Monday, Jul. 18, 1938
Bound 'Round
With 1,500 gallons of gas in the tanks, America's most purposeful playboy, Howard Hughes, at the controls, and a wad of gum on her tail for luck, a silver Lockheed monoplane roared up off Floyd Bennett Field, Long Island, one hot evening this week. The New York World's Fair 1939 was bound for Paris with a crew of four--Navigator Harry P. M. Connor, veteran of Captain Erroll Boyd's Montreal-London hop in 1930; Navigator Lieut.
Thomas L. Thurlow, lent for the flight by the U. S. Army; Flight Engineer Edward Lund, and Radio Engineer Richard Stoddart. Flier Hughes was guided by the most reassuring set of flying gadgets ever packed into a private airplane. Kept on his course by a homing radio compass, another taking bearings from ships at sea, and a new periscopic drift indicator perfected by Lieutenant Thurlow, Flier Hughes let a gyro-pilot do most of the flying, chatted every half hour or so over a powerful radio transmitter to a base at the New York World's Fair that was using a towering trylon of that future exhibition for an antenna.
Averaging 218 miles an hour Pilot Hughes flew the Lindbergh route as it never had been flown before. When Manhattan went to bed he was veering off Newfoundland. When it rose for breakfast he was over Ireland. Before lunch the radio reported him in at Le Bourget Field, 3,641 miles away in Paris, 16 hours, 35 minutes after his takeoff, more than twice as fast as Lindbergh's time, 33 hours, 30 minutes.

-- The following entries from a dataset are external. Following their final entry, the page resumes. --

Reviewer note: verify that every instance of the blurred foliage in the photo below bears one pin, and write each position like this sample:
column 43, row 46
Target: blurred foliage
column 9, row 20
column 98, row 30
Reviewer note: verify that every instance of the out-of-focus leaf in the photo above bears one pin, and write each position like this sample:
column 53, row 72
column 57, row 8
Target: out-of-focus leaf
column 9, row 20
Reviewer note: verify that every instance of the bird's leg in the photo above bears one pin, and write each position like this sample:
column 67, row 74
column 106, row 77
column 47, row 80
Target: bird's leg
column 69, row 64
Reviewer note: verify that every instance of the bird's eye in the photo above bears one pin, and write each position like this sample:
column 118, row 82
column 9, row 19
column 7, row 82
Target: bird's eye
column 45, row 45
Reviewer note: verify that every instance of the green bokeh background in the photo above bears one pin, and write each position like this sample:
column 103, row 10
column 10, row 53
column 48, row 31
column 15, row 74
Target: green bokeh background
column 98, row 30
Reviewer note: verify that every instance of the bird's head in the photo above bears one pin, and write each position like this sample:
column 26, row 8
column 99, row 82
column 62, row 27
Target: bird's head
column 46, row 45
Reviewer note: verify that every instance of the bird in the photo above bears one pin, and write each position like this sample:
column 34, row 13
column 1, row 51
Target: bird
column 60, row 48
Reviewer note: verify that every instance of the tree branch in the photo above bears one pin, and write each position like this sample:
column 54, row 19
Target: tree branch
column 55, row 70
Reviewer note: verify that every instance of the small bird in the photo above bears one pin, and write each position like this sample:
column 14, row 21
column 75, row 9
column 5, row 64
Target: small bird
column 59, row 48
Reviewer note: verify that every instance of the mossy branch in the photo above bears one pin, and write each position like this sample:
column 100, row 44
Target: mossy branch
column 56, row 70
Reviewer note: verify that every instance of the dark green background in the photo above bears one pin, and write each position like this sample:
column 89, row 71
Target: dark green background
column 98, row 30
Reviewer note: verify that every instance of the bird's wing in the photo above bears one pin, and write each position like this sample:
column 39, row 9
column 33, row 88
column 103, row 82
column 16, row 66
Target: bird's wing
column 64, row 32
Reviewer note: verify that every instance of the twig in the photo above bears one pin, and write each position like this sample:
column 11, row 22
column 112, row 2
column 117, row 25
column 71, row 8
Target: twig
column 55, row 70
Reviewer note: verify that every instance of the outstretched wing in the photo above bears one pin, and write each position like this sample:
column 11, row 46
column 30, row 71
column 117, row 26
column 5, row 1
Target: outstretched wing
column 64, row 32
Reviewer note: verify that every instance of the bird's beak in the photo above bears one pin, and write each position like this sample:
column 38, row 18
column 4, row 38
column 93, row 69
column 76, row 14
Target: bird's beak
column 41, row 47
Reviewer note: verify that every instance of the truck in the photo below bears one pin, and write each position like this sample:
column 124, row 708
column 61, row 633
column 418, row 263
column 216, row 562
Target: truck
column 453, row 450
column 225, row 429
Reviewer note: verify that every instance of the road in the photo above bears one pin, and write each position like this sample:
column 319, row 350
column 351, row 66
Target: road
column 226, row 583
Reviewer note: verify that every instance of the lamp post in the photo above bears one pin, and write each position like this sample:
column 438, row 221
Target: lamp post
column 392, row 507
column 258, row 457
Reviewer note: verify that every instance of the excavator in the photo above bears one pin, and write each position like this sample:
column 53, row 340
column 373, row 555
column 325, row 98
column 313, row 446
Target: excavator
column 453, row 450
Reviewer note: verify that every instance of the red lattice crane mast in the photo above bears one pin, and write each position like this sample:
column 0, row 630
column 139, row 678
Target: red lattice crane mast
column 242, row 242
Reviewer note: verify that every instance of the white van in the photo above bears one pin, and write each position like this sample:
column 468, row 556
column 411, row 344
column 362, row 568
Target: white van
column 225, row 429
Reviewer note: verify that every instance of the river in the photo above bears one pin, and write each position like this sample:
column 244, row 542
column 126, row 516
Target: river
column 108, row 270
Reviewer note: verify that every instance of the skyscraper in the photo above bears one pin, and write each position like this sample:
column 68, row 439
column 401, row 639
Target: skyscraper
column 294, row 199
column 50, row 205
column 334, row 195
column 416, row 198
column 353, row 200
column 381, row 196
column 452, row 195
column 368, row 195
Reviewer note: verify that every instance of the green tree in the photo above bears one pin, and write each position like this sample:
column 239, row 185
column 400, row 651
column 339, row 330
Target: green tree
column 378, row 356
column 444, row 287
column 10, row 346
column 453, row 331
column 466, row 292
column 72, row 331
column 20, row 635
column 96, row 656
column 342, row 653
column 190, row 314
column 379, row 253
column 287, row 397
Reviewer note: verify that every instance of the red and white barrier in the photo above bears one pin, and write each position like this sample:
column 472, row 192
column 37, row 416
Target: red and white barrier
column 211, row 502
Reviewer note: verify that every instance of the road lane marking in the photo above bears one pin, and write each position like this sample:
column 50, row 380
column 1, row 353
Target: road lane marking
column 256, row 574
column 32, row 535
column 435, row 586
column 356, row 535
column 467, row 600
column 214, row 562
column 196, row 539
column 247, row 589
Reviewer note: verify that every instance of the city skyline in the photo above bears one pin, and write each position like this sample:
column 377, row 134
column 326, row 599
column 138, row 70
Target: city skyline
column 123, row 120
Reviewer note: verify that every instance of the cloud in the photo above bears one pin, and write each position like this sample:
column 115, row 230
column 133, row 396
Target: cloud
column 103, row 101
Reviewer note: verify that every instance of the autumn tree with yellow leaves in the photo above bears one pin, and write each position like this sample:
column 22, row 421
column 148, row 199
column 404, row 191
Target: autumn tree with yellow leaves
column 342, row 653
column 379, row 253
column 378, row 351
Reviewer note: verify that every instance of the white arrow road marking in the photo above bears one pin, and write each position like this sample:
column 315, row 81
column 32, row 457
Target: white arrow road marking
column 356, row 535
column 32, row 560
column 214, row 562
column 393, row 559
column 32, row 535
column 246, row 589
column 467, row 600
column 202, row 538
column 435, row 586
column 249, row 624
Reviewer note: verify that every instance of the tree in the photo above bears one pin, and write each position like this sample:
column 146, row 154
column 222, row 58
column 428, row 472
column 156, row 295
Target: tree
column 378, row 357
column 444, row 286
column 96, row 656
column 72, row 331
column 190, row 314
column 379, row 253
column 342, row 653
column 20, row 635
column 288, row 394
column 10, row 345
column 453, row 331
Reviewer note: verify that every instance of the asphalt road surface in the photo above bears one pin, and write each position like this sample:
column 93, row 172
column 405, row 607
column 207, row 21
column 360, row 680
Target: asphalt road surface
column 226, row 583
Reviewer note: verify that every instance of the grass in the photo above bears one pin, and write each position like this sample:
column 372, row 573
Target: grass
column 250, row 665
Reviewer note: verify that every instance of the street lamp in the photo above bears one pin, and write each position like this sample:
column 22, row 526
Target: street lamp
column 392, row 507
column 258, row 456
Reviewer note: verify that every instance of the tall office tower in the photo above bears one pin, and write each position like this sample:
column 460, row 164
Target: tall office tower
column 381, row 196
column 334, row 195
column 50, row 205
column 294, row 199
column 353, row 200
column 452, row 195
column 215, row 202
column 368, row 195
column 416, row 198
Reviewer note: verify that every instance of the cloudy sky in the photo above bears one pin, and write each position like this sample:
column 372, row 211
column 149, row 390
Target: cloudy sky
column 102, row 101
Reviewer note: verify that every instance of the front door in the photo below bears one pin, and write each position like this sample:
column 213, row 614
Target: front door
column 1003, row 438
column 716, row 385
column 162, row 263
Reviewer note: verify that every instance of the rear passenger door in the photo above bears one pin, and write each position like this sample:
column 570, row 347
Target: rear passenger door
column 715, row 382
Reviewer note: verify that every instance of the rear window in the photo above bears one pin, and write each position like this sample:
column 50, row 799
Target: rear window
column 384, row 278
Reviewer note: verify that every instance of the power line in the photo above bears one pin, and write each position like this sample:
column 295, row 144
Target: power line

Ostensible purpose of the Hughes Flight was to bid foreign aviators to come to the New York World's Fair, to which Hughes is aeronautical adviser. But most people knew that Howard Hughes had for months been planning a world flight, and some of them knew that what kept him from starting off long ago was Governmental unwillingness to let him fly into curious foreign lands with new and strictly U. S. flying instruments. Another stumbling block was the unwillingness of foreign lands to let anyone fly over with cameras possibly spotting military secrets. But eight hours after he blew into Le Bourget, Howard Hughes was aloft again with a jounce that rattled his landing gear. Soon he was flying discreetly high and fast over Germany, aiming for Moscow, then on around the world.